2. At the same time, any structure is composed of individuals, and these individuals make choices. The structure plays its role, but individual teachers (and students) are responsible for their own actions (or, in the case of harassment, inaction-- say, by victims who fail to report a problem, or by authorities who fail to act swiftly after hearing of a problem). The best approach to the structural issue, then, is to think globally but act locally: hold teachers accountable when they perform unprofessionally, but by the same token, reward those who show above-average performance. An individual boss can make a big difference in this area, and individual teachers are grown human beings who can conduct themselves well or poorly both inside and outside the classroom. Responsibility at this individual level is just as important as instituting structural fixes.

3. Expressing lust on a blog probably brings one close to a certain ethical line, but whether that line is crossed will depend on several factors: one's own attitude and writing style, one's own intentions, the mindset of the reader(s), and so on.

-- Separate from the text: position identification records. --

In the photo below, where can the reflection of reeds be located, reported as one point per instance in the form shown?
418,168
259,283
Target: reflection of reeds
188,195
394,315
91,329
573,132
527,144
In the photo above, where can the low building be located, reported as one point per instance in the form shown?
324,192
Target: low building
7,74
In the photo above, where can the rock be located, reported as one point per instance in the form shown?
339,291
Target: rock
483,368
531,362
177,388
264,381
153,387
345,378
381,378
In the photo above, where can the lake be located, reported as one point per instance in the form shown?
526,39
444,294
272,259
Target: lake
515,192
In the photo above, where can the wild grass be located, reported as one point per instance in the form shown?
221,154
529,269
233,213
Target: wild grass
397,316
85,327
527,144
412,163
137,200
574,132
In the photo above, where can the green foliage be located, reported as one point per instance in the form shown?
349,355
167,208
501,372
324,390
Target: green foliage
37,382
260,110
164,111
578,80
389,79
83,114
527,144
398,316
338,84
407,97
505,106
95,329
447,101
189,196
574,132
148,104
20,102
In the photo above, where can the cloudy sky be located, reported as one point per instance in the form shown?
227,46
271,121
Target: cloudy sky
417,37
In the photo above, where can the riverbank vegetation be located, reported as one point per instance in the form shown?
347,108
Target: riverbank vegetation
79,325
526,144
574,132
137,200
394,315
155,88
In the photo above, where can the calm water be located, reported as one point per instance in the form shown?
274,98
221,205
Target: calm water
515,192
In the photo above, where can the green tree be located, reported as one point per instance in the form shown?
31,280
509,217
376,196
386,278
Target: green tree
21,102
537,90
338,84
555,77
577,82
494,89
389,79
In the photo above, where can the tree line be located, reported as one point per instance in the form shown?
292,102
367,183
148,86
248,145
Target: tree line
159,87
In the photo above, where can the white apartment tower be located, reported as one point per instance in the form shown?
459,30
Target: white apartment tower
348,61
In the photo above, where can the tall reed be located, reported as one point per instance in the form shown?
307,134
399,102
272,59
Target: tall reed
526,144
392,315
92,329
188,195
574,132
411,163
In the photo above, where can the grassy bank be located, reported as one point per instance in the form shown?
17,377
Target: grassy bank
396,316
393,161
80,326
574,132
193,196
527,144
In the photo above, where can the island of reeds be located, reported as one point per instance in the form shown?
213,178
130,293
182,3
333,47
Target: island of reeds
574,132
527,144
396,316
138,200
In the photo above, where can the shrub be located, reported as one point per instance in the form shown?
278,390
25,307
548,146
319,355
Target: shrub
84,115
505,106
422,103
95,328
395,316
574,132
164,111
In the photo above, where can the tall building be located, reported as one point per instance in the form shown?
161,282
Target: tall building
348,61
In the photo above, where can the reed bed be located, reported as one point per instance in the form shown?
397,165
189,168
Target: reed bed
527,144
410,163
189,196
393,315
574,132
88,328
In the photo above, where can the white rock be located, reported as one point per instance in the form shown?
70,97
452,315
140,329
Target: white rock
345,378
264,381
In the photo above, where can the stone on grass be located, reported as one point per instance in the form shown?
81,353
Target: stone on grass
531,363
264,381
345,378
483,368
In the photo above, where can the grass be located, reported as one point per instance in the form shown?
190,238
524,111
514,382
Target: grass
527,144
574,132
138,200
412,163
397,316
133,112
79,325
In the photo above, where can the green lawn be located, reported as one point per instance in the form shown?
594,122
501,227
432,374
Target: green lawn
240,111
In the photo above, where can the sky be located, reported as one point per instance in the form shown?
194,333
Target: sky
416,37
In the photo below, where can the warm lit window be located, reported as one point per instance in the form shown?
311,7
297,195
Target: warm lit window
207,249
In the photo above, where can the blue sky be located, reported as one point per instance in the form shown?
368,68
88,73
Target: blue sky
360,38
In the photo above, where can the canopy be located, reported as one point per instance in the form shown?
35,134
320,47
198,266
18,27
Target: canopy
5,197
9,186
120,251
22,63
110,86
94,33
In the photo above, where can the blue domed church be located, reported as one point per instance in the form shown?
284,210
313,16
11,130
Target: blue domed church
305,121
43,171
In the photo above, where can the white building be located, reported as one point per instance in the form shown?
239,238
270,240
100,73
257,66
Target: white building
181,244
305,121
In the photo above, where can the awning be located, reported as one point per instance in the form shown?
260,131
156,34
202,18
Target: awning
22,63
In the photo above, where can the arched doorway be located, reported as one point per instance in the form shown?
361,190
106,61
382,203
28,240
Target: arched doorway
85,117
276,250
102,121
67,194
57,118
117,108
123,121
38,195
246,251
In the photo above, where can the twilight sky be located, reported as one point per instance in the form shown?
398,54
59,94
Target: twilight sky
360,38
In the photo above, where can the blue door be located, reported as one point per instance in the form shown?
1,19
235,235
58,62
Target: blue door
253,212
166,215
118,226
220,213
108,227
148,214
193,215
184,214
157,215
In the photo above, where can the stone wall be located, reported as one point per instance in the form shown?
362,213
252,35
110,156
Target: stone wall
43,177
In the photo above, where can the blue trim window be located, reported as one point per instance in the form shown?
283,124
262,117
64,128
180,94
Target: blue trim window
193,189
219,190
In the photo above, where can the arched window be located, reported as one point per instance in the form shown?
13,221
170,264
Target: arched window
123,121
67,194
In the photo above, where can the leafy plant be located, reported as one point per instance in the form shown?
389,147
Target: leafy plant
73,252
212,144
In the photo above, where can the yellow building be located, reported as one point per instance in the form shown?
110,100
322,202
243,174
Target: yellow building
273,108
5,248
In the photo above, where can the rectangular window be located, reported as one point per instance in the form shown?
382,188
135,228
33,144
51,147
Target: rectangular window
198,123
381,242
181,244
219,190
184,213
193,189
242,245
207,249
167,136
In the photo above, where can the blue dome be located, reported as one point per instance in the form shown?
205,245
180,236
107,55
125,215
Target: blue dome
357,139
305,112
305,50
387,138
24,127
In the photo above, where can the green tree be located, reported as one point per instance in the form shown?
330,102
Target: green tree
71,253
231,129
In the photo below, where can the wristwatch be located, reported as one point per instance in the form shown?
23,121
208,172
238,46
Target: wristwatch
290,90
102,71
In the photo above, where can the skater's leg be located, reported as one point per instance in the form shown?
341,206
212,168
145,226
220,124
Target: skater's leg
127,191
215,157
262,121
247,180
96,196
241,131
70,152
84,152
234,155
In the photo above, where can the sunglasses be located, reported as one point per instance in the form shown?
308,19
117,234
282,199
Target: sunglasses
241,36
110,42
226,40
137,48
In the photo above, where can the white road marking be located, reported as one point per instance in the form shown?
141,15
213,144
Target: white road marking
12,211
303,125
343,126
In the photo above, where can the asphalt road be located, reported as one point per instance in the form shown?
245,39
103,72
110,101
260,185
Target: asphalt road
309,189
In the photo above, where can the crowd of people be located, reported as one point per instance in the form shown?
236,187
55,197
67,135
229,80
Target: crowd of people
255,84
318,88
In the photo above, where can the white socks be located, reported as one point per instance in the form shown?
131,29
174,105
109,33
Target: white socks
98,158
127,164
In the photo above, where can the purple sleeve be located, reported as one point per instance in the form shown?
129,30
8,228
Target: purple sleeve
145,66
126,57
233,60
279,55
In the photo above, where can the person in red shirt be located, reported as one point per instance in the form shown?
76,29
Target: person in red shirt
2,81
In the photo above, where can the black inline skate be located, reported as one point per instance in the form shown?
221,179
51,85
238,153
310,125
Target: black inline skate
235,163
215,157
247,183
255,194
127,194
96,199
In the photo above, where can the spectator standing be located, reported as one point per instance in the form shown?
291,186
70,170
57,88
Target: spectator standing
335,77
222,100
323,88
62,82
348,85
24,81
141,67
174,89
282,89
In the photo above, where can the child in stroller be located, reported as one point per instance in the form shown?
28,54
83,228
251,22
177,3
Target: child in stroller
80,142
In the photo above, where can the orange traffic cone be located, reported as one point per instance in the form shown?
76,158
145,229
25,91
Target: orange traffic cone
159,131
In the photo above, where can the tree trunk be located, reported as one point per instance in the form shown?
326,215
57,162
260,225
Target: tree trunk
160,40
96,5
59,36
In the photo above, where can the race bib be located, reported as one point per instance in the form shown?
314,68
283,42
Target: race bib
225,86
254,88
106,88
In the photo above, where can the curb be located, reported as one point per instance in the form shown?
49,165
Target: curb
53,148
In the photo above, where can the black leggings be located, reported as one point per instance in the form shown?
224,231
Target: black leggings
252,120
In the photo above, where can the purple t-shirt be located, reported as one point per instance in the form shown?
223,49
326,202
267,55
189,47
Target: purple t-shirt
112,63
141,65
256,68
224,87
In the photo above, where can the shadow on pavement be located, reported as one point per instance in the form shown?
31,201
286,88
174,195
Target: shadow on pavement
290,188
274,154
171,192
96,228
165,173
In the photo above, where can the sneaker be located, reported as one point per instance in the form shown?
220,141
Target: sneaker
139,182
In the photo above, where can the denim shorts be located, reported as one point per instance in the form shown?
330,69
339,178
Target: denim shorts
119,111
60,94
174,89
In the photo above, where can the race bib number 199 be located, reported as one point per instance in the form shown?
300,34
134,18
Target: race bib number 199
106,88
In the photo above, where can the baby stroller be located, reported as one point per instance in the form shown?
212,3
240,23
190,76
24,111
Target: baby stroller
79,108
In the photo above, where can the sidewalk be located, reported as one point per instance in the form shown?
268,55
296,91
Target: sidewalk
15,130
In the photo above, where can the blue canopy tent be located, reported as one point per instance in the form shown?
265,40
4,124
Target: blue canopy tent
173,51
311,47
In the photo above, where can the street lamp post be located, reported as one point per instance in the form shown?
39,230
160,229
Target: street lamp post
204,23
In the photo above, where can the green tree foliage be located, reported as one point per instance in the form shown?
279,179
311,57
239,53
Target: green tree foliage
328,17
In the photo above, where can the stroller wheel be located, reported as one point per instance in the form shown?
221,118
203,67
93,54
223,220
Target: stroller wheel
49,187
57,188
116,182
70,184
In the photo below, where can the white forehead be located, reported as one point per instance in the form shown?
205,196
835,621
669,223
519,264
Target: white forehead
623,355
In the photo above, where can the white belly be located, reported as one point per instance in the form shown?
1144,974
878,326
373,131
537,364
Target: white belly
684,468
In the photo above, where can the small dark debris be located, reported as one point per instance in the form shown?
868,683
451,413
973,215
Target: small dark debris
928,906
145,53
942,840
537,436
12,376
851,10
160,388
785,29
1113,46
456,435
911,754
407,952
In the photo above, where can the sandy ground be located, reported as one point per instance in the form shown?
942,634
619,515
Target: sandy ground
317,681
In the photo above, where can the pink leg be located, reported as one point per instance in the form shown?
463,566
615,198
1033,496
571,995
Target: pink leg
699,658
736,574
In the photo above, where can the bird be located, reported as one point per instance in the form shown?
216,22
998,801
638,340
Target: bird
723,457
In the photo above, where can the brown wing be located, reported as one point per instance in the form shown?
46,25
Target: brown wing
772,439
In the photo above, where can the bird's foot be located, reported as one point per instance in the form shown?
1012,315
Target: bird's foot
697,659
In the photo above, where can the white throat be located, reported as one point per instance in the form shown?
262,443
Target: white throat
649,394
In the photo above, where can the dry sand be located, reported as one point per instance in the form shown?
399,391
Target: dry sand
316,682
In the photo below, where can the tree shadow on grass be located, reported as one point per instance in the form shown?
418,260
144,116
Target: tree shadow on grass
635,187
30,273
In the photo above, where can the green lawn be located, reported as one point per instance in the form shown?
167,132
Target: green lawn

I, for instance, have admitted attraction to some of my hotter college-age and adult students while at a previous place of employment, but I have always played those feelings for comedy on the blog, primarily because such situations were funny to me, and because I knew I'd never act on those feelings. Look But Don't Touch.

4. Mike is entirely correct to say that there should be a very clear teacher-student relationship: professionalism demands nothing less. To that end, I never invite my students to my place (except on one occasion, when a group came over for about ten minutes to help me carry some stuff to campus for an in-class foodfest), and while I give my email address and phone number to my students, I always wait for them to call me first. Most students don't even bother. I also don't "hang" with my students in a relaxed, buddy-buddy sense. I've started groups such as our English Circle and the free French class, but you won't see me chowing down and doing shots with students on weekends or weekday evenings.

5. Korea currently plays host to a lot of Western freaks, quite a few of whom I've met, many more of whom I've heard about. But Korea abets the situation by fetishizing the English language and, as Mike notes, white Western culture (though I'd add that black American culture has its influence here, too, as seen in the form of awful, watered-down rap and R&B).

6. However, educational standards are improving, as more Korean parents become aware of the overall problem, and schools start to tighten up their hiring practices. That's the good news. But:

7. In Korea, a general disrespect toward teachers in general, foreign or not, seems to be on the rise, which isn't good news for anybody. I see this aspect of Korean society swinging in a disturbingly American direction (having taught French for two years at an American high school, I know firsthand how disrespectful American students can be), and hope Korea will see the cliff it's heading toward and apply the brakes. This is one of those areas where Korean Confucianism, retooled for modern sensibilities (e.g., a Confucianism that drops the notion of female inferiority), might offer a better solution to the disrespect issue than a greater infusion of Western egalitarianism and individualism might. I'd like to elaborate on this, but don't have the argument fully formed in me noggin right now.